Gang Injunction - Incarceration of Youth

Incarceration of Youth

The functionality of gang injunctions, particular when coupled with racial-profiling, has been said to over-criminalize youth. Youth who have been filed under an injunction or are suspected to be gang members can have their charges intensified from infractions to misdemeanors or misdemeanors to felonies. Mendel claims that juvenile incarceration does not help public safety but rather harms it: it actually exacerbates criminality and increases recidivism among youth. Supporting Mendel’s claims, Kiriakidis further argues that only a small fraction of offenders are given custodial sentences, most of which are too short to actually prevent juveniles from continuing their criminal activities. As a solution, he proposes counseling intervention to reduce recidivism.

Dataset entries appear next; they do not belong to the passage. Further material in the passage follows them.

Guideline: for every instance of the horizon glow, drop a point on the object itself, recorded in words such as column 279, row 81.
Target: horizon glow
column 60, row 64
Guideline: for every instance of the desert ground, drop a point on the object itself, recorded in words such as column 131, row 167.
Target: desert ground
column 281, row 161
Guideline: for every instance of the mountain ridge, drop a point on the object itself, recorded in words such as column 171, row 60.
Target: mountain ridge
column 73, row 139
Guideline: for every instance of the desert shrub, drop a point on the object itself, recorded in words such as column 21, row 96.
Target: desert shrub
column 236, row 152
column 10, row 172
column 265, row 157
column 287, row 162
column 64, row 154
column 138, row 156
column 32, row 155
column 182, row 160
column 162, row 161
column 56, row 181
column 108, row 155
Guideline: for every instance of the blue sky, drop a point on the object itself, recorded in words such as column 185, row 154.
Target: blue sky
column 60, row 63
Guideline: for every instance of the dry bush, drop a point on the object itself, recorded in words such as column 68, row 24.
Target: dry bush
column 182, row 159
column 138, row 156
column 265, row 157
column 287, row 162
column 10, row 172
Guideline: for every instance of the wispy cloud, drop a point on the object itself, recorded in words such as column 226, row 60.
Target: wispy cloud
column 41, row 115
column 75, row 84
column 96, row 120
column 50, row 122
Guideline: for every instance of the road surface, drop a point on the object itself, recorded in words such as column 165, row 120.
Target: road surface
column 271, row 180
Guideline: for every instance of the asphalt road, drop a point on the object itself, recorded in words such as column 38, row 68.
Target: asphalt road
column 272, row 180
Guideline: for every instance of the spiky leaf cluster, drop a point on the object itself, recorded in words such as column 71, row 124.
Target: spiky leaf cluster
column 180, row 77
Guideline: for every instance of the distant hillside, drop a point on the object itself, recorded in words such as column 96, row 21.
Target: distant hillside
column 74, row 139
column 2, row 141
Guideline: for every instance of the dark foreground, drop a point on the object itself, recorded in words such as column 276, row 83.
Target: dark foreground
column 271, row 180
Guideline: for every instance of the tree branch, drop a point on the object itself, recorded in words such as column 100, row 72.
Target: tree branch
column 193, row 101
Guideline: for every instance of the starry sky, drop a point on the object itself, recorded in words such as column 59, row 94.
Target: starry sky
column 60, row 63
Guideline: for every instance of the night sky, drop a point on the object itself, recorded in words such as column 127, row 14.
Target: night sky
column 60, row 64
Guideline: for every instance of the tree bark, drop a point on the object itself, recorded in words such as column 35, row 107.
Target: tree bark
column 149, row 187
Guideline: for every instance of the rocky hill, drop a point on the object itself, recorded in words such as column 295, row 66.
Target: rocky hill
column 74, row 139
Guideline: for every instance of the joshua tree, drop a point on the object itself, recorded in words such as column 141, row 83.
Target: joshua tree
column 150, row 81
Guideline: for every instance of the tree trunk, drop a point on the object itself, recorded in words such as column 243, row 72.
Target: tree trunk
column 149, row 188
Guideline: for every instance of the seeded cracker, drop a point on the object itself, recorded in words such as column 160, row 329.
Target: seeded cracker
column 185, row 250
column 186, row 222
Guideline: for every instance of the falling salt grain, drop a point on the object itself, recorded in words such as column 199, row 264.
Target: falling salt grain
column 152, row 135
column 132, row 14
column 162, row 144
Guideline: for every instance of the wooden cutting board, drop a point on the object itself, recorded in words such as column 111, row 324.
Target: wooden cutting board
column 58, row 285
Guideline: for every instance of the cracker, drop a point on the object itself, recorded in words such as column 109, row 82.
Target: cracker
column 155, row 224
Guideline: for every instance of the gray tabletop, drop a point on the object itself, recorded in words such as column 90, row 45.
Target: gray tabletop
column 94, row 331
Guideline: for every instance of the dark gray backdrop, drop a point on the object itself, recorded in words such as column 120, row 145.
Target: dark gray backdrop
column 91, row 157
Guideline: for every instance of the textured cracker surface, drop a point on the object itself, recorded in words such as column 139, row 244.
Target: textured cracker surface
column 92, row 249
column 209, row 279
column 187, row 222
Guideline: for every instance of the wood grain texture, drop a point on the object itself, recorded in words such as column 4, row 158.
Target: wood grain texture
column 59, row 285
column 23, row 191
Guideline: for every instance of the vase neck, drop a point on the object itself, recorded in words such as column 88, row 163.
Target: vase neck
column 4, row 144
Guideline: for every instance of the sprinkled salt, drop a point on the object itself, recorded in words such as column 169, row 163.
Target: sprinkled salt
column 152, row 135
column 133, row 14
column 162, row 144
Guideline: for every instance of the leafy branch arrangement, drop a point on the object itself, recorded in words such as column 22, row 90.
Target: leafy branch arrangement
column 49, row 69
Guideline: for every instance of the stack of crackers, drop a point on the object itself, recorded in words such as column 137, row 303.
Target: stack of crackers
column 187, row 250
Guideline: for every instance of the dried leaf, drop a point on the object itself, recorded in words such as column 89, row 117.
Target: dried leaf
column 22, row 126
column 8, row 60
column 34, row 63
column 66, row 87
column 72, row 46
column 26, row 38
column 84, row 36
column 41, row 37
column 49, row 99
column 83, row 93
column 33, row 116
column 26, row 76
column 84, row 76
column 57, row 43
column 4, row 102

There are two main types of prevention programs: primary prevention programs, which target the general youth population and attempts to prevent smoking, drug abuse, and teen pregnancy; and secondary prevention program, which target youth who are at more risk for such outcomes as delinquency or violence. David Old’s Nurse Home Visitation Program, for example, significantly decreased child abuse and neglect, and arrest rates for both the children and the mothers. According to Greenwood, programs that underscore family interactions are the most successful “because they focus on providing skills to the adults who are in the best position to supervise and train the child”. Therefore, youth offenders should not be incarcerated but rather be placed in programs such settings, so that they will not engage in further criminal activities.